1314:
In the weekend newspaper I
read this snippet on vegans – "How can you spot a vegan?" goes the
joke. "Oh, they'll tell you".
The general perception is
that vegans are a bit up themselves. And
while that image sticks we need to disabuse people of it. We probably can’t help seeming to be righteous
and intense, which makes non-vegans feel either callous or too casual. So, to readjust things, I try to do what
comedians do, and risk everything by laughing at myself, if only to get the
audience on side.
By being self deprecating we
can make ourselves look simple but it’s really the only way to get the human
dynamic working in our favour. Before
plunging into the information we want to impart, we have to know how receptive
someone is to it. What we don't want is
for it to wash over them or alienate them. I prefer to take people by surprise, where they
expect one thing, and I give them something quite different. When asked, “Are you a vegetarian?” I usually
answer, “No, far worse than that, I’m vegan”. If that’s carried off well, it will get a
laugh and open the way for something extra. “... and that means NOTHING from
animals”. If it can be carried off
lightly, just that amount of information gives them something to chew on. And of
course it might lead to another question. And from there we can take it further, little
by little. As long as the questioner feels safe ...

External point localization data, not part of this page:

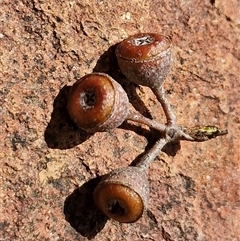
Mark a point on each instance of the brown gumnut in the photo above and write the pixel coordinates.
(123, 194)
(97, 102)
(145, 58)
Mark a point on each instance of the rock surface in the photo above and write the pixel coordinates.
(49, 168)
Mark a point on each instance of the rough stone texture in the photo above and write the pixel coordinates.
(49, 168)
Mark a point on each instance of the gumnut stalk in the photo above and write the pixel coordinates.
(123, 194)
(146, 59)
(96, 102)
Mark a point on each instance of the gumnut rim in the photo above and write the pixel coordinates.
(123, 194)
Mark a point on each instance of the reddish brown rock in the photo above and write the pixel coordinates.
(48, 167)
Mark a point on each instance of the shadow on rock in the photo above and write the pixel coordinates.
(81, 212)
(61, 132)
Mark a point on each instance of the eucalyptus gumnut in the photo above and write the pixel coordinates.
(123, 194)
(96, 102)
(145, 58)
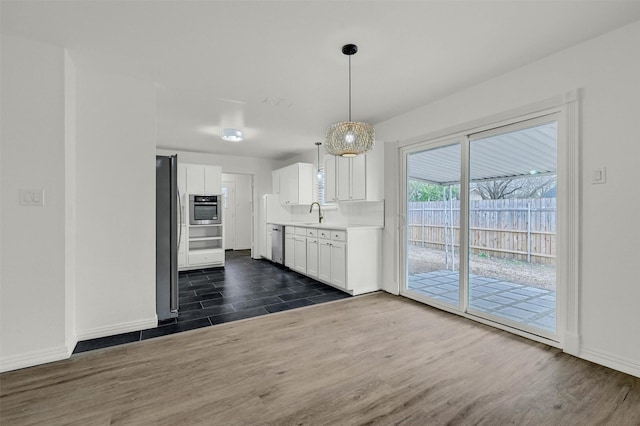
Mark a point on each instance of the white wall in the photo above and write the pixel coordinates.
(607, 68)
(258, 167)
(242, 210)
(116, 204)
(33, 290)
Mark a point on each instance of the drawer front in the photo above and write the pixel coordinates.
(324, 233)
(207, 257)
(338, 235)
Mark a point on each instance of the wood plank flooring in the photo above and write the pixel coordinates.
(376, 359)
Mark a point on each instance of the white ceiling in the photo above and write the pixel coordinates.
(275, 69)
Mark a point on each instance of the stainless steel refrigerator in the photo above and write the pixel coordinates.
(167, 236)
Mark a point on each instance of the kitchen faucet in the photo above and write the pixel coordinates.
(319, 211)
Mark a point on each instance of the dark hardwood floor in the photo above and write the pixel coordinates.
(244, 288)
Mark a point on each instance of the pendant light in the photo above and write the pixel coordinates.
(349, 138)
(319, 166)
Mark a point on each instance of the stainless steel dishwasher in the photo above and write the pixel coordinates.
(277, 243)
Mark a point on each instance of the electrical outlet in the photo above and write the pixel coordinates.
(599, 175)
(32, 197)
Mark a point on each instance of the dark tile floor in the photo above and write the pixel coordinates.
(244, 288)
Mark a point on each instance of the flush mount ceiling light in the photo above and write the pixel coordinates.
(349, 138)
(232, 135)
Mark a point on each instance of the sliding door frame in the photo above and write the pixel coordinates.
(566, 107)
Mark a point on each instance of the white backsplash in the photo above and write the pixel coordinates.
(351, 213)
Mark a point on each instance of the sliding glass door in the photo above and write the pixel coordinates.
(433, 224)
(499, 262)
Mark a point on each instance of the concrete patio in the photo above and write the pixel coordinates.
(517, 302)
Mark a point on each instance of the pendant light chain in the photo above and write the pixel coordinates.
(349, 87)
(349, 138)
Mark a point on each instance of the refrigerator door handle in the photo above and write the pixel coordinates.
(173, 290)
(180, 219)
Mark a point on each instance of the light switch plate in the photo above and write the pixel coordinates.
(32, 197)
(599, 175)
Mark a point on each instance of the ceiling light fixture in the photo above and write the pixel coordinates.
(232, 135)
(349, 138)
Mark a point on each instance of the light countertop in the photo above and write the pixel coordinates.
(326, 225)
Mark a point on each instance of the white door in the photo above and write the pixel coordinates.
(312, 257)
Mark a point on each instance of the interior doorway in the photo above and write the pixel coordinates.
(238, 211)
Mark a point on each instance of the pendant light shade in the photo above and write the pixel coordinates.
(349, 138)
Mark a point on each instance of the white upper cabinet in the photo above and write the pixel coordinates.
(275, 182)
(330, 179)
(203, 179)
(345, 178)
(295, 184)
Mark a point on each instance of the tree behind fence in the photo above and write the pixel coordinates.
(519, 229)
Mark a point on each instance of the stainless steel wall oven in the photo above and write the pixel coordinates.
(205, 210)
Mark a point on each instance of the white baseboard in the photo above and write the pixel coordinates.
(612, 361)
(571, 344)
(29, 359)
(113, 329)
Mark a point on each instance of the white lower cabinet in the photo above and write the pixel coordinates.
(324, 260)
(289, 250)
(300, 254)
(312, 257)
(346, 259)
(339, 264)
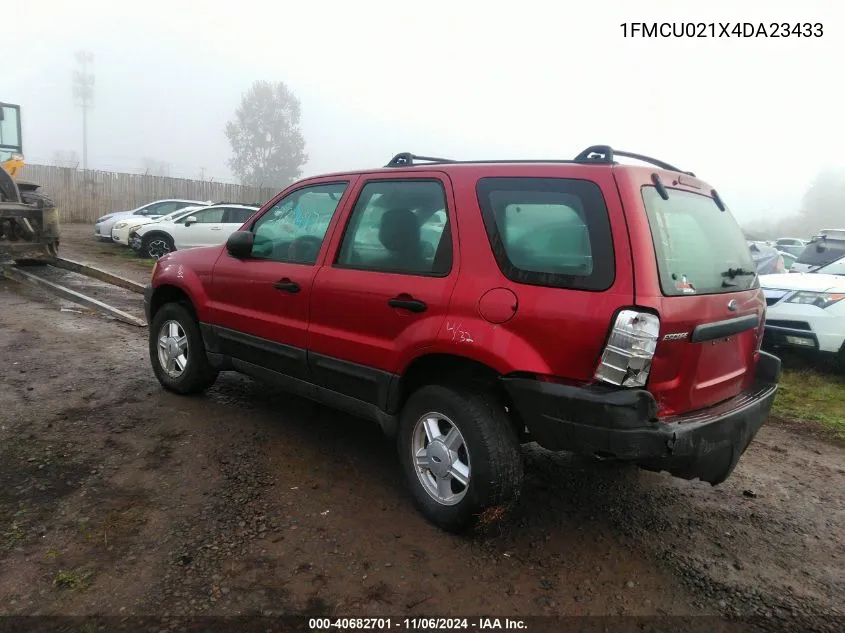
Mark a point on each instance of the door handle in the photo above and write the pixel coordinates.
(287, 285)
(407, 302)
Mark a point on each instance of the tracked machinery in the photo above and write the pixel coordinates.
(29, 220)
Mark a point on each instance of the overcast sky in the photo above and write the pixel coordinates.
(756, 117)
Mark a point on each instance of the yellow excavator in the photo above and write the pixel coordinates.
(29, 220)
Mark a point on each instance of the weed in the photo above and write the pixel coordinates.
(71, 579)
(808, 396)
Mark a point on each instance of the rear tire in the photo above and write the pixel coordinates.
(157, 245)
(489, 455)
(177, 351)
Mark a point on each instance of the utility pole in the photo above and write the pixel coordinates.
(83, 93)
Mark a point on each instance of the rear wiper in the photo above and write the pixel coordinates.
(737, 272)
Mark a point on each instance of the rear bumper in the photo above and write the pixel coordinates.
(622, 424)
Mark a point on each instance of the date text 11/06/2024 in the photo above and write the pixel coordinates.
(416, 624)
(722, 29)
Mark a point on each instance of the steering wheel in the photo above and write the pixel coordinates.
(305, 248)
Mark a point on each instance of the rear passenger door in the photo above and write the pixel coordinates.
(385, 290)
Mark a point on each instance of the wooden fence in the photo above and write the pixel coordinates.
(84, 196)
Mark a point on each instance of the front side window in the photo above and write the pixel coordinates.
(399, 226)
(293, 230)
(700, 249)
(549, 231)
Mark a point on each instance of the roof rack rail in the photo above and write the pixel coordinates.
(406, 159)
(606, 155)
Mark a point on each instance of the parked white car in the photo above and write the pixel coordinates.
(121, 230)
(209, 226)
(825, 247)
(807, 310)
(104, 225)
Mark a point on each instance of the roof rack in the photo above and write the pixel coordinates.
(607, 155)
(406, 159)
(595, 154)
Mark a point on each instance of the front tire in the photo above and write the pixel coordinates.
(460, 455)
(177, 351)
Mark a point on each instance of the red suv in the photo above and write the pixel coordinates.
(467, 307)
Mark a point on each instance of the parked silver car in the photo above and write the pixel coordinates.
(104, 225)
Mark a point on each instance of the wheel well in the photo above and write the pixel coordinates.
(454, 370)
(170, 294)
(153, 234)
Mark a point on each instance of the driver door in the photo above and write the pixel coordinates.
(260, 305)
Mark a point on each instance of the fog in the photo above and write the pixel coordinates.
(758, 118)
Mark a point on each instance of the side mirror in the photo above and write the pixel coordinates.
(240, 243)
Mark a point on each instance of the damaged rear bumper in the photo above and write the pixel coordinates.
(623, 424)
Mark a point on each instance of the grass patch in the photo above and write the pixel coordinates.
(14, 536)
(71, 579)
(808, 396)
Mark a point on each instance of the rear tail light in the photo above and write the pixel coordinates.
(626, 360)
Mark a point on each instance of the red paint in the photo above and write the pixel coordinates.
(554, 332)
(498, 305)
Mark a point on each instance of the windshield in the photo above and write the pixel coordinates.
(700, 249)
(835, 268)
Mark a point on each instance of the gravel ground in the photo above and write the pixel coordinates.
(117, 498)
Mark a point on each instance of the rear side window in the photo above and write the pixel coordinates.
(399, 226)
(549, 231)
(700, 249)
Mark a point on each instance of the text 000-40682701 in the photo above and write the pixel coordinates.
(722, 29)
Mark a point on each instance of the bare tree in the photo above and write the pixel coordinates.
(821, 208)
(267, 143)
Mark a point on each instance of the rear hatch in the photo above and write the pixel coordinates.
(693, 267)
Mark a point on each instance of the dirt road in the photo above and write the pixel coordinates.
(118, 498)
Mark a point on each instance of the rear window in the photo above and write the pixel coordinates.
(699, 248)
(549, 231)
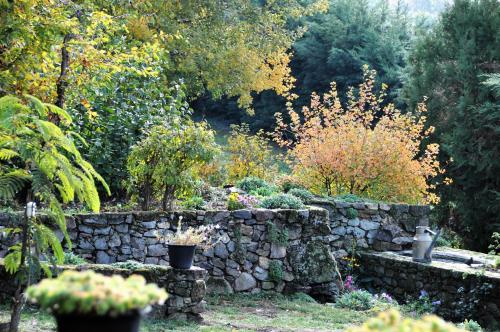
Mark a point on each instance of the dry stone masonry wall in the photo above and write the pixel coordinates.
(186, 288)
(282, 250)
(462, 291)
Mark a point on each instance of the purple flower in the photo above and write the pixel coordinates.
(386, 297)
(248, 201)
(349, 283)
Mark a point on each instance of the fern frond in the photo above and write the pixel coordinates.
(93, 173)
(13, 259)
(7, 154)
(63, 115)
(37, 105)
(11, 183)
(45, 238)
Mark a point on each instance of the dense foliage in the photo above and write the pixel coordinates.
(334, 47)
(362, 148)
(250, 155)
(448, 65)
(164, 163)
(41, 160)
(393, 321)
(88, 292)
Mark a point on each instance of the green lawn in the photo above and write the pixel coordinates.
(263, 312)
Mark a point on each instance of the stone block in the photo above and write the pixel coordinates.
(244, 282)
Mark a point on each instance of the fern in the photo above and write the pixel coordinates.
(7, 154)
(11, 183)
(47, 160)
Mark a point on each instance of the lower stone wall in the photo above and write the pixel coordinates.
(277, 250)
(186, 288)
(464, 292)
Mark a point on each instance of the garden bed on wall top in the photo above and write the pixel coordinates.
(259, 248)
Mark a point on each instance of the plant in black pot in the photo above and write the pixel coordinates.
(91, 302)
(182, 244)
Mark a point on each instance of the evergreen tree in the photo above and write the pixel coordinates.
(448, 65)
(335, 47)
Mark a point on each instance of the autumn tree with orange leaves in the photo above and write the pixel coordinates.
(361, 148)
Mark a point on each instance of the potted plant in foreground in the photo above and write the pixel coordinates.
(182, 243)
(91, 302)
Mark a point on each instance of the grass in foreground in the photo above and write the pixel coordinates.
(240, 312)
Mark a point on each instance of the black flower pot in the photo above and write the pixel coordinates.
(94, 323)
(181, 257)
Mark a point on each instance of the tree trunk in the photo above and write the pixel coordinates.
(146, 198)
(168, 198)
(19, 298)
(62, 82)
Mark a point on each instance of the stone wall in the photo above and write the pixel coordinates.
(455, 284)
(186, 288)
(260, 249)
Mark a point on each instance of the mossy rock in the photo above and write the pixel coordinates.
(313, 263)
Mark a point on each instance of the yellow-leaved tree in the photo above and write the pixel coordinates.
(361, 148)
(250, 155)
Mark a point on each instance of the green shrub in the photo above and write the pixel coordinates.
(304, 194)
(72, 259)
(288, 183)
(351, 213)
(263, 191)
(349, 198)
(471, 325)
(163, 165)
(275, 271)
(282, 201)
(89, 292)
(194, 203)
(302, 297)
(233, 203)
(252, 183)
(392, 320)
(358, 300)
(277, 236)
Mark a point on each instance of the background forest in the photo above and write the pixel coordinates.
(134, 75)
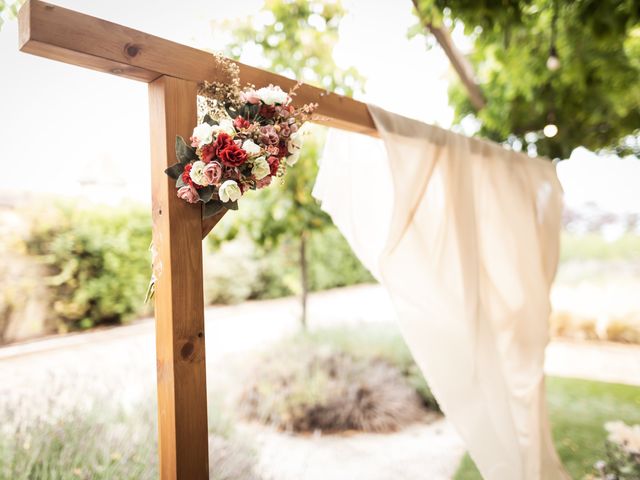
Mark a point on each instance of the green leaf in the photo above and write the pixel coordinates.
(175, 171)
(211, 208)
(184, 152)
(207, 119)
(206, 193)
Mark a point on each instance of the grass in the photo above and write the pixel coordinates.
(106, 442)
(373, 342)
(578, 411)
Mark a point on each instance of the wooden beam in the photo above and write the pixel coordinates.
(71, 37)
(459, 61)
(179, 302)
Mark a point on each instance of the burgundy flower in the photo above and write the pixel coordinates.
(264, 182)
(222, 142)
(213, 172)
(267, 111)
(274, 163)
(268, 135)
(232, 155)
(240, 122)
(207, 153)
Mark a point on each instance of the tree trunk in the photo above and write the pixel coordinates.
(304, 280)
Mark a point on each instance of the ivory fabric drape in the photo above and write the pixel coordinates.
(464, 236)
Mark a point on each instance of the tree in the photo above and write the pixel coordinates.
(296, 38)
(573, 64)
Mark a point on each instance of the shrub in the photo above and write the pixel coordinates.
(306, 389)
(377, 342)
(99, 262)
(106, 442)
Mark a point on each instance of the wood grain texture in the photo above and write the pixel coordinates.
(71, 37)
(209, 223)
(179, 303)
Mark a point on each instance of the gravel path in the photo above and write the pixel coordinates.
(119, 363)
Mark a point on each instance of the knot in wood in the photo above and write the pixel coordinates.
(187, 350)
(131, 49)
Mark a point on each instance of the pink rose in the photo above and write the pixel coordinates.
(285, 131)
(273, 150)
(213, 173)
(268, 135)
(188, 193)
(264, 182)
(250, 96)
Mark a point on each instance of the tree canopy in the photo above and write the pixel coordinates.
(592, 94)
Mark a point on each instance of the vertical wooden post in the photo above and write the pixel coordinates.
(179, 303)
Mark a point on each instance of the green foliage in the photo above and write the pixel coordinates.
(594, 97)
(106, 442)
(296, 38)
(99, 261)
(239, 270)
(578, 411)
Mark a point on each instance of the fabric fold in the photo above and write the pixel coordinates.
(464, 235)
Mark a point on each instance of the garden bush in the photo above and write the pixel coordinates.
(98, 260)
(300, 389)
(337, 379)
(107, 442)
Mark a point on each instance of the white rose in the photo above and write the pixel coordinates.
(251, 147)
(293, 158)
(295, 142)
(226, 126)
(203, 134)
(272, 95)
(229, 191)
(197, 173)
(260, 168)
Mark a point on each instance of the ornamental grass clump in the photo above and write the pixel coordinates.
(302, 389)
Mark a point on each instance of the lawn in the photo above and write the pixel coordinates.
(578, 410)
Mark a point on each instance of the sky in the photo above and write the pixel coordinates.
(70, 131)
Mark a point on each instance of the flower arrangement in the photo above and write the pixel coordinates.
(246, 138)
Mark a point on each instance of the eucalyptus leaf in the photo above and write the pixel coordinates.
(175, 171)
(184, 152)
(211, 208)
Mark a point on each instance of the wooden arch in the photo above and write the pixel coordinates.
(173, 72)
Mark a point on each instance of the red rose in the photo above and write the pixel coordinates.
(207, 153)
(186, 178)
(222, 142)
(267, 111)
(274, 163)
(232, 155)
(283, 151)
(240, 122)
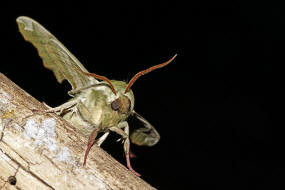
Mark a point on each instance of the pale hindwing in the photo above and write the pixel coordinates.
(54, 55)
(147, 135)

But safe from what? It’s nearly always a matter of us not making
them feel inadequate, even if they tell us they think we’re crazy to be vegan. Any sign of superiority from us or any hint of
shaming them for eating poor food, let alone dead animals, and they'll want to
clam up. It's almost as if they'll be looking for any excuse to bring the
conversation or questioning to an end. However
little we mention, reasons, information, warnings, etc, you can almost hear
them saying, "Too much information".
We are dealing with very
private choices here. These are regular,
continuous food choices. These are
choices which involve guilt about condoning some of the cruellest practices
that are barely within the law. Even if
we said nothing, just by being-vegan we live by an ethic far removed from
theirs. So on this most sensitive matter,
a little self-deprecation goes a long way in our favour. If I’m prepared to laugh at myself, they will guess
my reluctance to force my opinions on them. Instead I'll be displaying my respect for them
by acting in the most non-confronting way possible. I'll be attempting to show a manufactured
vulnerability to match their own. I’ll
be emphasising our equality by making no value judgements.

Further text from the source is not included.